I would like to thank Cindy Chapman for her game of beating the calculator. Unfortunately, there are a number of horror stories from various directions about the excessive dependence on the use of calculators. Here are some examples:
1. From the flagship university of Texas at Austin, a faculty member was chatting with a student about the calculus course. That student said the course was going okay for him but there was an episode he wanted to mention. It seemed that he was in a group project with about 10 other students in an Engineering project. At one point, they needed to take the average of 0.12 and 0.12. The group leader whipped out his graphing calculator and punched in 0.12 + 0.12/2 and got the answer of 0.18. Everyone was ready to put down 0.18 in their report until this student said: "Hey, fellows, the average of 0.12 and 0.12 is 0.12!". In chorus, the group members said: Yeah, we thought so too, but the computer said it was 0.18!. This particular student had to go through the entire process and explain to the group that division was done first on the calculator. At that point, the group members were finally convinced that they should put down the answer 0.12.
2. Another colleague reported that engineering students in his class no longer knew how to divide by 10 without the aid of a pocket calculator. One student in the class was able to divide by 2, but not by 10.
3. Last summer, I was asked to mentor two high school students working on math projects for a math fair. Both are very bright.

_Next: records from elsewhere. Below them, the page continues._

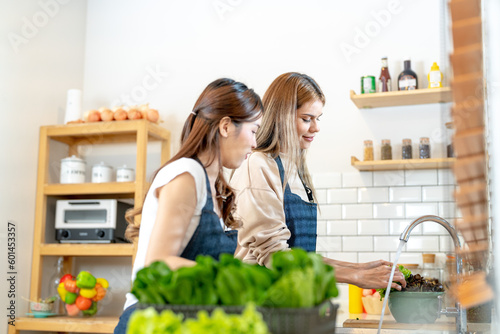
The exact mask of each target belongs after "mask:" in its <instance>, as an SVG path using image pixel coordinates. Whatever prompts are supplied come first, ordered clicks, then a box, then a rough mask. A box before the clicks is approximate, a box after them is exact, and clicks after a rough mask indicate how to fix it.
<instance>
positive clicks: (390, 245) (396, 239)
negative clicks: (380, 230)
mask: <svg viewBox="0 0 500 334" xmlns="http://www.w3.org/2000/svg"><path fill="white" fill-rule="evenodd" d="M373 244H374V247H373V248H374V251H375V252H395V251H397V249H398V245H399V238H398V237H397V236H390V237H389V236H375V237H373Z"/></svg>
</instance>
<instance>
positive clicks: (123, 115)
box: [113, 108, 127, 121]
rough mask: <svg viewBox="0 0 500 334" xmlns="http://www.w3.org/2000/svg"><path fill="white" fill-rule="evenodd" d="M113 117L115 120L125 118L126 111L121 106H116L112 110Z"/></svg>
mask: <svg viewBox="0 0 500 334" xmlns="http://www.w3.org/2000/svg"><path fill="white" fill-rule="evenodd" d="M113 118H114V119H115V120H117V121H124V120H126V119H127V112H126V111H125V110H123V108H116V109H115V111H114V112H113Z"/></svg>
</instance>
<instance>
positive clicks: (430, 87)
mask: <svg viewBox="0 0 500 334" xmlns="http://www.w3.org/2000/svg"><path fill="white" fill-rule="evenodd" d="M427 80H429V87H428V88H441V87H443V84H442V81H443V73H441V71H440V70H439V66H438V65H437V63H436V62H434V63H433V64H432V66H431V71H430V72H429V74H427Z"/></svg>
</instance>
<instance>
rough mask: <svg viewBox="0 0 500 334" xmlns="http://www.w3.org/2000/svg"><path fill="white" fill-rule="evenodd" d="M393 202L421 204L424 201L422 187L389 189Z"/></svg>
mask: <svg viewBox="0 0 500 334" xmlns="http://www.w3.org/2000/svg"><path fill="white" fill-rule="evenodd" d="M389 200H390V201H391V202H420V201H421V200H422V188H421V187H391V188H389Z"/></svg>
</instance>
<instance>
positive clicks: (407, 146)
mask: <svg viewBox="0 0 500 334" xmlns="http://www.w3.org/2000/svg"><path fill="white" fill-rule="evenodd" d="M401 155H402V158H403V159H412V158H413V153H412V148H411V139H408V138H406V139H403V146H402V147H401Z"/></svg>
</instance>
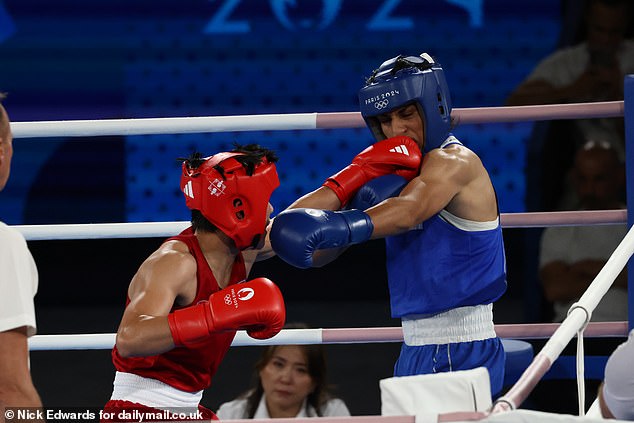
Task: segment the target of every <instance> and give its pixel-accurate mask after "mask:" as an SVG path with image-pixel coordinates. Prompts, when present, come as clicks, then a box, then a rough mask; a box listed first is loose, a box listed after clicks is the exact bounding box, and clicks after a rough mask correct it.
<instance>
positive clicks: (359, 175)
mask: <svg viewBox="0 0 634 423" xmlns="http://www.w3.org/2000/svg"><path fill="white" fill-rule="evenodd" d="M422 157H423V155H422V154H421V152H420V148H419V147H418V144H416V141H414V140H413V139H411V138H409V137H406V136H398V137H392V138H388V139H386V140H382V141H379V142H377V143H375V144H373V145H371V146H370V147H368V148H366V149H365V150H363V151H362V152H361V153H359V154H357V156H356V157H355V158H354V159H353V160H352V163H351V164H350V165H349V166H346V167H345V168H343V169H342V170H341V171H340V172H338V173H336V174H334V175H332V176H331V177H330V178H328V179H327V180H326V182H324V183H323V186H325V187H328V188H330V189H332V190H333V191H334V192H335V194H337V197H338V198H339V201H341V206H342V207H343V206H345V205H346V204H347V203H348V201H350V199H351V198H352V197H353V196H354V194H355V193H356V192H357V190H358V189H359V188H361V187H362V186H363V185H365V184H366V182H368V181H370V180H372V179H374V178H376V177H379V176H383V175H387V174H391V173H395V174H397V175H400V176H402V177H403V178H405V179H406V180H407V181H411V180H412V179H414V178H415V177H416V176H418V172H419V169H420V164H421V159H422Z"/></svg>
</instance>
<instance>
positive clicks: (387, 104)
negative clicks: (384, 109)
mask: <svg viewBox="0 0 634 423" xmlns="http://www.w3.org/2000/svg"><path fill="white" fill-rule="evenodd" d="M388 104H390V100H387V99H385V100H381V101H377V102H376V103H374V107H375V108H377V109H379V110H381V109H385V108H386V107H387V105H388Z"/></svg>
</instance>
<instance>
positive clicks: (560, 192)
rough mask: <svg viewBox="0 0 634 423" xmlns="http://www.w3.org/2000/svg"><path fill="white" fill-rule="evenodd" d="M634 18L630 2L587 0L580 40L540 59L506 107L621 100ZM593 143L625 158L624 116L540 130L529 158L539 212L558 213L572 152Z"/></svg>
mask: <svg viewBox="0 0 634 423" xmlns="http://www.w3.org/2000/svg"><path fill="white" fill-rule="evenodd" d="M580 3H582V4H583V2H580ZM571 4H572V3H571ZM574 6H575V7H576V6H577V4H576V2H575V5H574ZM633 16H634V2H632V1H630V0H588V1H586V2H585V9H584V11H583V15H582V17H583V22H582V25H581V26H582V29H581V31H580V35H579V37H578V40H579V42H577V43H576V44H574V45H571V46H562V47H560V48H559V49H557V50H556V51H554V52H553V53H552V54H550V55H548V56H547V57H545V58H544V59H542V60H541V61H540V62H539V64H538V65H537V66H536V67H535V68H534V69H533V70H532V71H531V72H530V74H529V75H528V76H527V77H526V78H525V79H524V80H523V81H522V82H521V83H520V84H519V85H518V86H517V88H515V90H514V91H513V92H512V93H511V94H510V95H509V97H508V99H507V101H506V105H507V106H523V105H540V104H557V103H585V102H597V101H617V100H623V82H624V77H625V75H629V74H633V73H634V40H632V39H629V38H628V36H631V33H632V29H633V28H632V24H633V23H634V19H633ZM592 140H604V141H607V142H609V143H610V144H611V145H612V147H613V148H614V149H615V150H616V152H617V153H618V155H619V158H620V159H621V160H624V157H625V125H624V120H623V118H600V119H573V120H555V121H550V122H544V123H540V124H539V125H538V126H536V130H535V139H534V140H533V142H532V145H533V146H538V147H532V148H534V149H535V150H536V151H535V152H534V153H531V154H533V155H535V157H534V158H532V159H531V160H529V164H530V165H531V166H535V167H536V169H535V170H534V173H535V176H534V177H533V179H534V180H535V181H536V183H538V186H539V191H540V203H539V204H536V205H535V206H534V208H535V210H536V211H554V210H559V208H558V207H557V203H558V201H559V199H560V198H561V197H562V196H567V195H570V193H571V190H570V187H569V186H567V185H566V184H565V177H566V174H567V172H568V171H569V170H570V169H571V168H572V165H573V160H574V154H575V152H576V151H577V150H578V149H579V148H581V146H583V144H585V143H586V142H588V141H592ZM529 172H533V171H532V170H531V169H529Z"/></svg>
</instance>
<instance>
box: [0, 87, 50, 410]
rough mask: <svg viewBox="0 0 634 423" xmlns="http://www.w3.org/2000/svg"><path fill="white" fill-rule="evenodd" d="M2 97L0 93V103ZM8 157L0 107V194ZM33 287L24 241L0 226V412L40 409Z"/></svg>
mask: <svg viewBox="0 0 634 423" xmlns="http://www.w3.org/2000/svg"><path fill="white" fill-rule="evenodd" d="M4 97H5V96H4V94H1V93H0V101H2V100H3V99H4ZM12 156H13V136H12V134H11V126H10V123H9V116H8V114H7V111H6V110H5V108H4V107H3V106H2V104H0V191H2V190H3V189H4V187H5V186H6V184H7V180H8V179H9V173H10V171H11V158H12ZM37 284H38V272H37V267H36V266H35V262H34V260H33V256H32V255H31V252H30V251H29V249H28V247H27V245H26V241H25V240H24V237H23V236H22V234H20V233H19V232H18V231H17V230H15V229H14V228H10V227H9V226H7V225H6V224H4V223H2V222H0V411H1V410H2V409H3V408H4V407H41V406H42V402H41V400H40V396H39V395H38V393H37V390H36V389H35V386H34V385H33V380H32V379H31V372H30V369H29V351H28V343H27V338H28V337H30V336H32V335H34V334H35V332H36V324H35V305H34V302H33V297H34V296H35V294H36V293H37ZM0 415H1V416H4V413H3V412H2V414H0ZM0 420H2V421H4V420H3V417H0Z"/></svg>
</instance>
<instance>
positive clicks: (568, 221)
mask: <svg viewBox="0 0 634 423" xmlns="http://www.w3.org/2000/svg"><path fill="white" fill-rule="evenodd" d="M500 223H501V224H502V227H503V228H535V227H544V226H577V225H578V226H584V225H617V224H623V223H627V210H588V211H570V212H530V213H501V214H500ZM189 225H190V223H189V222H188V221H172V222H137V223H83V224H59V225H13V227H14V228H15V229H17V230H18V231H20V232H21V233H22V235H23V236H24V238H26V240H27V241H42V240H54V239H57V240H59V239H102V238H152V237H167V236H173V235H174V234H177V233H179V232H181V231H182V230H184V229H186V228H187V227H188V226H189Z"/></svg>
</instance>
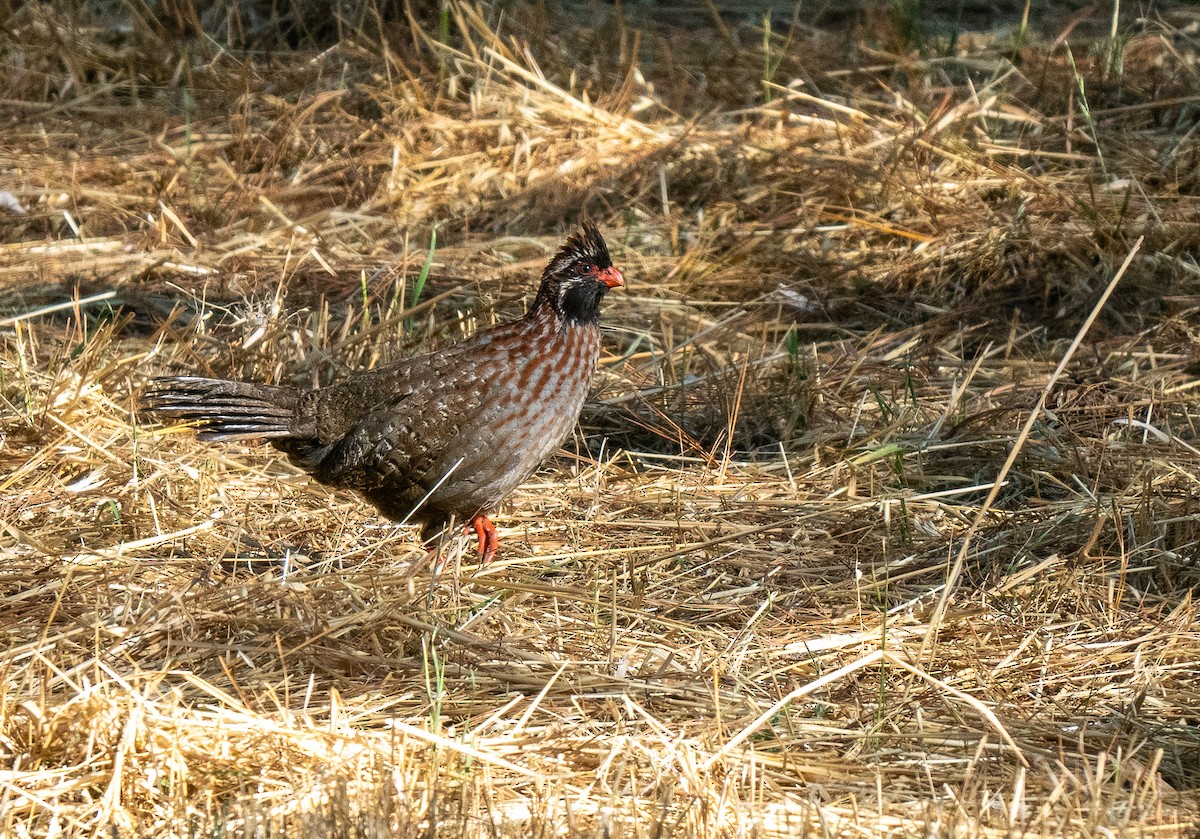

One worked on a maximum-minimum problem in geometry. To get a rough idea of what was happening, I asked him to examine some numerical examples. He had to look at an inequality where one side was sqrt(3) and the other side was bigger than 2. At this point, he whipped out his pocket calculator. The second student was working on some problems involving continued fractions. Again, to check out some simple examples, he whipped out his calculators. In both cases, the line of thought was broken and we had to start all over again.
Of course, calculators are useful when dealing with long calculations. They should be viewed as a "supplementary tool" that should be used *at the appropriate* place. Above all, the user has to understand the problem of *round off errors*. The main shortcoming of a pocket calculator is the fact that the display window only shows a limited amount of information and the user has very little idea if an error had crept in and there is no easy way to see just what basic fact was not mastered by a student.
On a recent exam. students in a beginning math course were asked to write down the value of sin(15 degrees). A hint was given that 15 = 45- 30 and the addition formula for sine and cosine were prominently displayed on the blackboard. Calculators were permitted.
Many students wrote down the answer 0.2588 and received full credit for the problem. Many others wrote down:
sin(15) = sin(45) - sin(30) = 0.2071
and received no credit. It was not a good test problem. For all one can tell, many of the students who punched into the calculator sin(15) received the correct answer may still believe that sin(15) = sin(45)-sin(30).